Paradoxically, this makes her even more reluctant to get treatment and it makes her see how pernicious racism is in America. Before this, she had assumed that African Americans were exaggerating about its damaging effects.

Once again, Nunez has addressed an issue seldom talked about in the Black Diaspora. That issue is how West Indians view African Americans. To often, we’re seen as undeserving or irresponsible. In other words, the stereotypes about African Americans are believed by some West Indians too.

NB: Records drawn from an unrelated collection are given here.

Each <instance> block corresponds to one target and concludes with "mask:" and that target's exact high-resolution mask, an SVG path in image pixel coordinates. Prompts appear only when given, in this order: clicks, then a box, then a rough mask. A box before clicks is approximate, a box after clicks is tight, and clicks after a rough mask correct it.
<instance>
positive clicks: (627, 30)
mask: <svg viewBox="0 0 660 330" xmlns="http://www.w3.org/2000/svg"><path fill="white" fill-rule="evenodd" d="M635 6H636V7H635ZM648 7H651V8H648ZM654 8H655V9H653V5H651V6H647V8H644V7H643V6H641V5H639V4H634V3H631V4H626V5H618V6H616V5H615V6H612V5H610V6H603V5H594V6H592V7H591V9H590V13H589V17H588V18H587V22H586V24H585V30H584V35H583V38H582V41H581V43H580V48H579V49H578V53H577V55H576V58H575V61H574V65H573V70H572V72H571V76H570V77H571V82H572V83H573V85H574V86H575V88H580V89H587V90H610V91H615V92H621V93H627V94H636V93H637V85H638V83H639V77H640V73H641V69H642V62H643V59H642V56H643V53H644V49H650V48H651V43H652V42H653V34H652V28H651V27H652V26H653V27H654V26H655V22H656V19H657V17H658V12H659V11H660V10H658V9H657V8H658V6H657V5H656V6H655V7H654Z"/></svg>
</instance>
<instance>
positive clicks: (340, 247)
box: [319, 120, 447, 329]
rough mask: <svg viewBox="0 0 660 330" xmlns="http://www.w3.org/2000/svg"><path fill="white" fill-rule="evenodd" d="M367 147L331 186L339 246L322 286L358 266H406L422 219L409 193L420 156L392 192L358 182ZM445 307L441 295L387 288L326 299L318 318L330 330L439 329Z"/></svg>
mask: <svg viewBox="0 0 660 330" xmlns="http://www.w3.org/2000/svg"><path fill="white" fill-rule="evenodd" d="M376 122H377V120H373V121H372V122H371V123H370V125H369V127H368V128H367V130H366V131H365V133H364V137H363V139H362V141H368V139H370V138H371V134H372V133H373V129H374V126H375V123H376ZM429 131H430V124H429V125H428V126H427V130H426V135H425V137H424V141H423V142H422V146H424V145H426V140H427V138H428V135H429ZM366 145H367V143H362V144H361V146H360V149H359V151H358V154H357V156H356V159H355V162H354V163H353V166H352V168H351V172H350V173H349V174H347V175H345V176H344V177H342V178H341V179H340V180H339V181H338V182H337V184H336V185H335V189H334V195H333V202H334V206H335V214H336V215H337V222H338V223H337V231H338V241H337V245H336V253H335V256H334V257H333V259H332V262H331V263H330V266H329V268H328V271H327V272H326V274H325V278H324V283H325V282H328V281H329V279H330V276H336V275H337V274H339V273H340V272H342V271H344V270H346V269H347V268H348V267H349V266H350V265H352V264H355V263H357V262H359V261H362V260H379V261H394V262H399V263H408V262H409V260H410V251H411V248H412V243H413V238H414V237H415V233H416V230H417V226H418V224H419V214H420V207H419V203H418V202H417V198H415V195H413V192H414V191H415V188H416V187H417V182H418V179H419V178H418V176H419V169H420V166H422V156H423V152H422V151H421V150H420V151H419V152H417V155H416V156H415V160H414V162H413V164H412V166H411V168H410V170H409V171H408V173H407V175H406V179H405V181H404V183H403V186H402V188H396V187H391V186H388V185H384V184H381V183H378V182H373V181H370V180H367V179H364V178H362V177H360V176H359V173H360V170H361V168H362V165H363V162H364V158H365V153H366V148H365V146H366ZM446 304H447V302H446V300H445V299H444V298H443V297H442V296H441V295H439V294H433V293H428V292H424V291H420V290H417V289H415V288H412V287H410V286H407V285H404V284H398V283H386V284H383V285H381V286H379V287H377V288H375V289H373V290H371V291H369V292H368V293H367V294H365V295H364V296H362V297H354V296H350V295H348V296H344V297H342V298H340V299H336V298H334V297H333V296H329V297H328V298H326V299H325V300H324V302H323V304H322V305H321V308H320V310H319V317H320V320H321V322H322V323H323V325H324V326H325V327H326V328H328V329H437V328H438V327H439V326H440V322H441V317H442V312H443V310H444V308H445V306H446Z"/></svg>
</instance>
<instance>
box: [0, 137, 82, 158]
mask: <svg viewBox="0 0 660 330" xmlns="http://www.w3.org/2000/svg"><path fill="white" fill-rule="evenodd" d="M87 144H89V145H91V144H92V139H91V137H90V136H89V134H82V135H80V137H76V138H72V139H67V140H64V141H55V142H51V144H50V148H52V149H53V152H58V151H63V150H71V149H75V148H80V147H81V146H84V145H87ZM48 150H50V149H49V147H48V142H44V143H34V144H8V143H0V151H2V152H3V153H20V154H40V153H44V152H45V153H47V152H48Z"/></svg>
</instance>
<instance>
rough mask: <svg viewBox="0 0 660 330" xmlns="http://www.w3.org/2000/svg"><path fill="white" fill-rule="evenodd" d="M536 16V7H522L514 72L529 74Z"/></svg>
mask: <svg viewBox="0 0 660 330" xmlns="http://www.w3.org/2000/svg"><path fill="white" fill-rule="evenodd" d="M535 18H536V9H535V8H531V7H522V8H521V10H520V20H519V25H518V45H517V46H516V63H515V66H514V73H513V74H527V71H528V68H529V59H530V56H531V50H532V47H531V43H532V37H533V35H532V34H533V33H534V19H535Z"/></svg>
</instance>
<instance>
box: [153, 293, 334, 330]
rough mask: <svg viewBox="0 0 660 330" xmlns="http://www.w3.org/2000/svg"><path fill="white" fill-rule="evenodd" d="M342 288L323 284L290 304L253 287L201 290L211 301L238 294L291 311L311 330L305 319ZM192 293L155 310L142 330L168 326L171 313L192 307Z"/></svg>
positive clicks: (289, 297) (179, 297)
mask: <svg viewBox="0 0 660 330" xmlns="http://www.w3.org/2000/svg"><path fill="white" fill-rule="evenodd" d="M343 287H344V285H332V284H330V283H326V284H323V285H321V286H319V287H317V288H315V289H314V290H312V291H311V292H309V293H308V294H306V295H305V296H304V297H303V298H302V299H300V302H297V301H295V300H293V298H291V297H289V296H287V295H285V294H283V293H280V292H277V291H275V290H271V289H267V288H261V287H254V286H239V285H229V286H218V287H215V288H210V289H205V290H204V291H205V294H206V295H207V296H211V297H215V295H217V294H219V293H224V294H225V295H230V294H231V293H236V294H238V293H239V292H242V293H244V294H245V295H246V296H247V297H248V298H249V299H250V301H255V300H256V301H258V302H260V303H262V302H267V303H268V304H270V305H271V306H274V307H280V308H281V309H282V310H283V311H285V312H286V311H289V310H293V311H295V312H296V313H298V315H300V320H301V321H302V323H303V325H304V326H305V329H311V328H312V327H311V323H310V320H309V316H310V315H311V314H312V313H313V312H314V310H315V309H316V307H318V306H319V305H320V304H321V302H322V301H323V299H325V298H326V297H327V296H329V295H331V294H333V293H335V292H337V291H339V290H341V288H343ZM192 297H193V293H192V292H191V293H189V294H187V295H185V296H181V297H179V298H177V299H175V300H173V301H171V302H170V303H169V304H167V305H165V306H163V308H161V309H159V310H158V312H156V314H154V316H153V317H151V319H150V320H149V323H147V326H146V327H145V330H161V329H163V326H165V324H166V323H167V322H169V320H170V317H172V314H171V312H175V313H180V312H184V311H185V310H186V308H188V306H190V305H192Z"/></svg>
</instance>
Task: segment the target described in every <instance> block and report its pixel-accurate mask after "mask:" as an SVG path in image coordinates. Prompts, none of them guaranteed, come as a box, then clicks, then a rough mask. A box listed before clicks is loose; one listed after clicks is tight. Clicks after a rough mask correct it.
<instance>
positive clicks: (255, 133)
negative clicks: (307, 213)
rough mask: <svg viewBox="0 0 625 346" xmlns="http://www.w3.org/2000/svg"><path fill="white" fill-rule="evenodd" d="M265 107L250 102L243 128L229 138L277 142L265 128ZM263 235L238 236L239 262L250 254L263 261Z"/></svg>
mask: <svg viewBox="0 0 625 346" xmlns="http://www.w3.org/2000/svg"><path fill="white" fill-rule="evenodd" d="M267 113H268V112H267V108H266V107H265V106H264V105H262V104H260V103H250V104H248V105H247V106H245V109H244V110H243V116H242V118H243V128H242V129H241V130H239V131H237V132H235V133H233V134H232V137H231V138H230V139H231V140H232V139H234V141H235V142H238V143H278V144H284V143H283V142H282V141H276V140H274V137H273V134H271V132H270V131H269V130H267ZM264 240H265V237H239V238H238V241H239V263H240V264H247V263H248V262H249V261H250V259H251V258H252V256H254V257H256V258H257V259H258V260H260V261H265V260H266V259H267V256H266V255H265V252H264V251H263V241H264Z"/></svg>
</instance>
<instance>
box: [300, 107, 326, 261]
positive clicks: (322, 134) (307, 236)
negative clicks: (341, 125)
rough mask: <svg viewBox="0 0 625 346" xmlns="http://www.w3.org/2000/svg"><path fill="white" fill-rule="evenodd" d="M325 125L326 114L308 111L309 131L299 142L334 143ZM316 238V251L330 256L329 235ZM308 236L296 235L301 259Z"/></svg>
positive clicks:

Having lived and been educated in America for decades, Anna knows these stereotypes are just that. Because she is able to see both sides of the cultural divide, part of her wants to return to America, the land of her education and career. However, the other part wants to remain in her native land with her family and roots.

Unfortunately, it is no longer the land of her childhood. Homicidal drug dealers torture and kill children and adults. Anna’s parents, and most families on the island, live and sleep behind a series of locked doors. There are few jobs, and most of Anna’s childhood friends have moved to other countries to find careers, spouses, and to build new lives. Of course, in America, these problems also exist. The exception being, most Americans do not leave the country for employment opportunities. They leave the small towns to pursue careers in the larger cities.

By the novel’s end, Anna has life-transforming choices to make on either side of this question. Still, she is forging an identity, which encompasses the best parts of both worlds.